How to build an AI agent from scratch in TypeScript

Before I touch LangGraph, Claude Agent SDK, or any other framework, I want to build an agent without a framework. Not because I'm going to use this in production, but because understanding this gives me the judgment to pick a framework later. Every abstraction has a cost, and to know what it saves you, you need to know what it hides.

The exercise I'm describing is about as small as I can make it and still call it an agent, not a wrapper. I'm writing it in TypeScript with Anthropic's official SDK, but the mechanics carry over to any model with tool calling.

The minimum loop

An agent is, essentially, a while loop with three exits. It keeps iterating while the model decides it needs more tools to answer. It stops when the model gives a final answer, when the turn budget runs out, or when a tool throws an error the loop treats as fatal.
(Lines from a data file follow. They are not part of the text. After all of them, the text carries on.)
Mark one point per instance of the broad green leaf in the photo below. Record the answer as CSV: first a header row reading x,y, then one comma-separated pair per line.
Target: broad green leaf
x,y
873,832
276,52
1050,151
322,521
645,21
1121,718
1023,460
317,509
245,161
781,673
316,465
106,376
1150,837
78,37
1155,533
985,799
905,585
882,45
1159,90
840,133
import Anthropic from "@anthropic-ai/sdk";

const client = new Anthropic();
const MAX_TURNS = 8;

async function runAgent(userPrompt: string) {
  const messages: Anthropic.MessageParam[] = [
    { role: "user", content: userPrompt },
  ];

  for (let turn = 0; turn < MAX_TURNS; turn++) {
    const response = await client.messages.create({
      model: "claude-sonnet-4-6",
      max_tokens: 2048,
      tools,
      messages,
    });

    messages.push({ role: "assistant", content: response.content });

    if (response.stop_reason === "end_turn") {
      return extractText(response);
    }

    if (response.stop_reason === "tool_use") {
      const toolResults = await runTools(response.content);
      messages.push({ role: "user", content: toolResults });
      continue;
    }

    throw new Error(`Unexpected stop_reason: ${response.stop_reason}`);
  }

  throw new Error("Agent exceeded MAX_TURNS without converging");
}

That's the whole thing. Ten minutes of code and you've already got the skeleton. The interesting part isn't the while loop, it's how you define tools and how you handle execution.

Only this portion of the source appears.